Which mass to use in a uniform circular motion? I'm working on a physics question relating to centripetal forces, uniform circular motion, and bike wheels. The tangential velocity and the radius of the bike wheel are known. So to calculate force I know that the equation used is $F=\frac{mv^2}{r}$. But since a bike wheel is a continuous mass, and doesn't have a single identifiable mass like a ball on a string, what is the mass used in the force equation?
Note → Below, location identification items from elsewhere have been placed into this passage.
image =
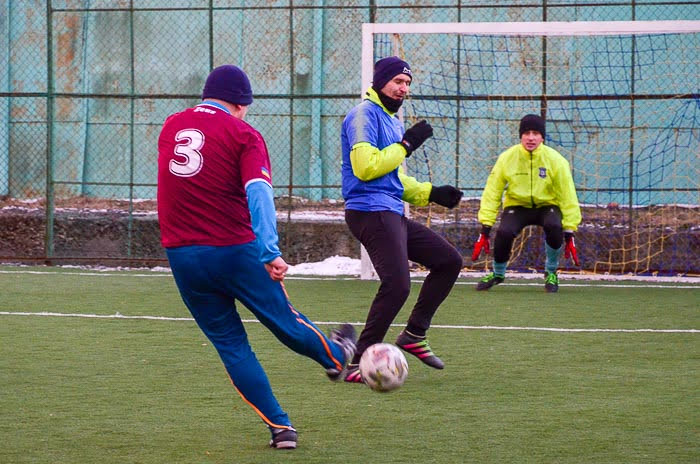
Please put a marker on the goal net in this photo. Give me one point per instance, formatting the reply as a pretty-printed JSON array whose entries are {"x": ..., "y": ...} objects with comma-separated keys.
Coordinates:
[{"x": 622, "y": 104}]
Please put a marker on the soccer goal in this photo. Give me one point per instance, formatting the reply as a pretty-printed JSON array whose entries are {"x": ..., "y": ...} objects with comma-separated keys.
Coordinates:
[{"x": 622, "y": 104}]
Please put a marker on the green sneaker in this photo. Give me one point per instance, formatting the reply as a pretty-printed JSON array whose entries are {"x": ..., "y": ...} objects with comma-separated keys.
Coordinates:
[
  {"x": 489, "y": 281},
  {"x": 551, "y": 282}
]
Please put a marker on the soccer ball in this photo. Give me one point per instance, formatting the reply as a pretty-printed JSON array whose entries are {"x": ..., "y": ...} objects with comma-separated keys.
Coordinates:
[{"x": 383, "y": 367}]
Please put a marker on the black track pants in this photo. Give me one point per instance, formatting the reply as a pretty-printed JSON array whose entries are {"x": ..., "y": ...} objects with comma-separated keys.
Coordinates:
[{"x": 391, "y": 241}]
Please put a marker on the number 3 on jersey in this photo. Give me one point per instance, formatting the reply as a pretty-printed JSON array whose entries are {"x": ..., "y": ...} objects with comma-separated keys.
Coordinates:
[{"x": 190, "y": 142}]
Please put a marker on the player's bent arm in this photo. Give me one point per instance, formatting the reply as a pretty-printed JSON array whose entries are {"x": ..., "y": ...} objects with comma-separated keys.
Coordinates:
[
  {"x": 491, "y": 197},
  {"x": 414, "y": 192},
  {"x": 262, "y": 213},
  {"x": 369, "y": 162},
  {"x": 568, "y": 203}
]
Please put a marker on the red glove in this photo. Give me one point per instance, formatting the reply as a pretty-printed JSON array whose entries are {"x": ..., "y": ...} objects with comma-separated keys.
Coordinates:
[
  {"x": 570, "y": 248},
  {"x": 483, "y": 243}
]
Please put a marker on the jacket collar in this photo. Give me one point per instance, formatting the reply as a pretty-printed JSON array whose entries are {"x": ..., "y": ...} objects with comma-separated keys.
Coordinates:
[{"x": 372, "y": 96}]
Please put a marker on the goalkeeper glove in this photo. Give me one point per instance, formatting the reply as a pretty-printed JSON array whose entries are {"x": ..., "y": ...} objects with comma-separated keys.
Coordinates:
[
  {"x": 570, "y": 248},
  {"x": 483, "y": 243},
  {"x": 416, "y": 135},
  {"x": 445, "y": 195}
]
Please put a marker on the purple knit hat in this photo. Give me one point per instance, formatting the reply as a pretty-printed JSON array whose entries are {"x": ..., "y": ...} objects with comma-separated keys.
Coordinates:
[
  {"x": 531, "y": 122},
  {"x": 228, "y": 83},
  {"x": 388, "y": 68}
]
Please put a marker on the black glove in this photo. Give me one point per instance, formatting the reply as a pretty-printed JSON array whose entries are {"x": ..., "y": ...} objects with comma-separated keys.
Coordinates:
[
  {"x": 445, "y": 195},
  {"x": 416, "y": 135}
]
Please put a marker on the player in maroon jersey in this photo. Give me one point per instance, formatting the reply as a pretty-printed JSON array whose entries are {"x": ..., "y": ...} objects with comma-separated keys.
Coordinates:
[{"x": 218, "y": 226}]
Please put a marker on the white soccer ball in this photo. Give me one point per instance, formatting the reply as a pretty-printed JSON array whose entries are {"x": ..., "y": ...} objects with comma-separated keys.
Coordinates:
[{"x": 383, "y": 367}]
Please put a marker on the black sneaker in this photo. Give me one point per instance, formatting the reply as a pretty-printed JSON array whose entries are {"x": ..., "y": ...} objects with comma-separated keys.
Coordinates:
[
  {"x": 419, "y": 347},
  {"x": 352, "y": 374},
  {"x": 283, "y": 438},
  {"x": 345, "y": 337},
  {"x": 551, "y": 282},
  {"x": 489, "y": 281}
]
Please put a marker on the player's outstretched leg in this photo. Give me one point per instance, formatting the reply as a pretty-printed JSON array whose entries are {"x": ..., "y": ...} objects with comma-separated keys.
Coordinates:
[
  {"x": 285, "y": 438},
  {"x": 352, "y": 374},
  {"x": 345, "y": 337},
  {"x": 419, "y": 347}
]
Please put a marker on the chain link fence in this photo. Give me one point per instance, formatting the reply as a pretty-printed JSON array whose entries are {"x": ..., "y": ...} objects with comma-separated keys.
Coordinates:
[{"x": 86, "y": 86}]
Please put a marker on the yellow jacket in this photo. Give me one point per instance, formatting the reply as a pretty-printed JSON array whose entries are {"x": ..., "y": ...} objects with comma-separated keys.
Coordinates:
[{"x": 532, "y": 180}]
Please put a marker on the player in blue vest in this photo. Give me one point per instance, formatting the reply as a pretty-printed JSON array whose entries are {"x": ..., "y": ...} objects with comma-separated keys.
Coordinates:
[{"x": 374, "y": 145}]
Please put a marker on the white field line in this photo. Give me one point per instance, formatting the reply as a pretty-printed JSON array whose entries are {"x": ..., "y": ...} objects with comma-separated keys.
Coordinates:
[
  {"x": 437, "y": 326},
  {"x": 587, "y": 281}
]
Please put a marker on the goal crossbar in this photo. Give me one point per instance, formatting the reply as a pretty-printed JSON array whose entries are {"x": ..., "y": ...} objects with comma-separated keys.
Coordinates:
[{"x": 525, "y": 28}]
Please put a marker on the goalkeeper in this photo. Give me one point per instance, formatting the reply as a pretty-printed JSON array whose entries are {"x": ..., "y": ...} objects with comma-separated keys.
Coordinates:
[
  {"x": 374, "y": 145},
  {"x": 539, "y": 190}
]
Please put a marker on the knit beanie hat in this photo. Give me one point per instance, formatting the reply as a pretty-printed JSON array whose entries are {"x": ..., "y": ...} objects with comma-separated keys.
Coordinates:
[
  {"x": 388, "y": 68},
  {"x": 532, "y": 122},
  {"x": 228, "y": 83}
]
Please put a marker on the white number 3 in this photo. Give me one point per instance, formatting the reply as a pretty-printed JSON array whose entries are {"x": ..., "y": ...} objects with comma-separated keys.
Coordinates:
[{"x": 191, "y": 141}]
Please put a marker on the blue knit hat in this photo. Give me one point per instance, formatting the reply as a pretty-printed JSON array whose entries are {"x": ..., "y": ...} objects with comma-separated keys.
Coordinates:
[
  {"x": 388, "y": 68},
  {"x": 228, "y": 83},
  {"x": 531, "y": 122}
]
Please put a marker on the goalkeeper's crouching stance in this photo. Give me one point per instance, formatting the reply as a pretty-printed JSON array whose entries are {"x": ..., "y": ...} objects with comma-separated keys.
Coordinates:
[{"x": 539, "y": 190}]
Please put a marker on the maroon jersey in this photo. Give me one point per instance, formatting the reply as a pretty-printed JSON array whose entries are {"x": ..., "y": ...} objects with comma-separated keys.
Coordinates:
[{"x": 206, "y": 157}]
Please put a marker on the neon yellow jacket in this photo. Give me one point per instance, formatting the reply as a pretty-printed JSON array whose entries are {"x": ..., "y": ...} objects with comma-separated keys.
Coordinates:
[{"x": 532, "y": 180}]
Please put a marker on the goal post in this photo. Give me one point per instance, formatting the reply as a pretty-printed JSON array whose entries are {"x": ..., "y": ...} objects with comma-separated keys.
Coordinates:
[{"x": 622, "y": 104}]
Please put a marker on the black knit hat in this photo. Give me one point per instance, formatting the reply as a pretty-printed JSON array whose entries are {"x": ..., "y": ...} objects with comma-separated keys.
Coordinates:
[
  {"x": 388, "y": 68},
  {"x": 532, "y": 122},
  {"x": 228, "y": 83}
]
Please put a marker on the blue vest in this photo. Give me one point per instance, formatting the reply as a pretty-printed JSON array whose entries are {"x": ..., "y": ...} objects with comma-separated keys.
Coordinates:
[{"x": 369, "y": 122}]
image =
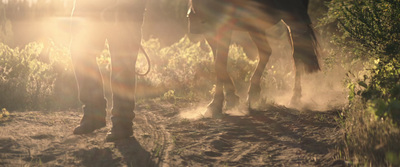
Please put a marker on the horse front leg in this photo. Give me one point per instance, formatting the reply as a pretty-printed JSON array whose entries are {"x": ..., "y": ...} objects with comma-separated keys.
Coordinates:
[
  {"x": 220, "y": 46},
  {"x": 264, "y": 52},
  {"x": 296, "y": 90}
]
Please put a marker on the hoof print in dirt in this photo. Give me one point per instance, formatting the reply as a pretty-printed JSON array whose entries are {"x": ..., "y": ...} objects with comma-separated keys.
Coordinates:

My hunch is that it is the mass of the entire bike wheel, but I'm not sure and any help would be much appreciated, thanks!
 A: $\newcommand{\vect}[1]{{\bf #1}}$
In this situation you should use the expression
$$
\sum \vect{\tau} = I \vect{\alpha}
$$
where 


*

*$\vect{\tau} = \vect{r}\times \vect{F}$ is the torque

*$I$  is the moment of inertia of the wheel ($I = M R^2$)
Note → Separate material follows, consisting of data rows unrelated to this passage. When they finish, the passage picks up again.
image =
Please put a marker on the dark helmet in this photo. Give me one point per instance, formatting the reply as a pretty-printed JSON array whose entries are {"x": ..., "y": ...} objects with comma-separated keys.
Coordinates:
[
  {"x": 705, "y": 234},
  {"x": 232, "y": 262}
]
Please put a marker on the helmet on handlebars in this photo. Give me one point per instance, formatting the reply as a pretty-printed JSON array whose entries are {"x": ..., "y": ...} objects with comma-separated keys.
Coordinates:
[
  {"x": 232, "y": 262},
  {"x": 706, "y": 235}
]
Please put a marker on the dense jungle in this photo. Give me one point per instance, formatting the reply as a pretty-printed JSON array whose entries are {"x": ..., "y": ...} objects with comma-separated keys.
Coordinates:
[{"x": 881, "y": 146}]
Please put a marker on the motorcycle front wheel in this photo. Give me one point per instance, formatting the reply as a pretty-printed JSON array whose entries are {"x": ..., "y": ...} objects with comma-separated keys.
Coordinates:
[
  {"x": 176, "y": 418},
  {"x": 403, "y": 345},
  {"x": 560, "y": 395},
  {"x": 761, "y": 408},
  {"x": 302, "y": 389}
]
*$\vect{\alpha}$ the angular acceleration $\alpha = {\rm d}^2 \theta/{\rm d}t^2$

A: Yes, it is a continuous mass. The Newtonian Mechanics is about point-like masses.
The solution of the problem is that you decompose the continuous body into small (ideally, infinitely small) point-like particles and calculate for them. Calculating with infinitely many, infinitely small mass points requires a little bit of math knowledge (invented partially also by Newton).
The centrifugal force on the points of the bike wheel will sum to zero. Corresponding this, normally the bike wheel remains in place while you are using it (in the frame of the bike). It is because the opposing points of the wheel are accelerated into exactly opposing directions.
You can sum the length of the centripetal force vectors. This sum won't say anything, exactly what force is affecting into which direction.
If you want to calculate some more complex thing (like the force affecting the induvidual spokes, or the force trying to pull the wheel out), then your model is not enough for that, you need a little bit more complex calculations (but not far more).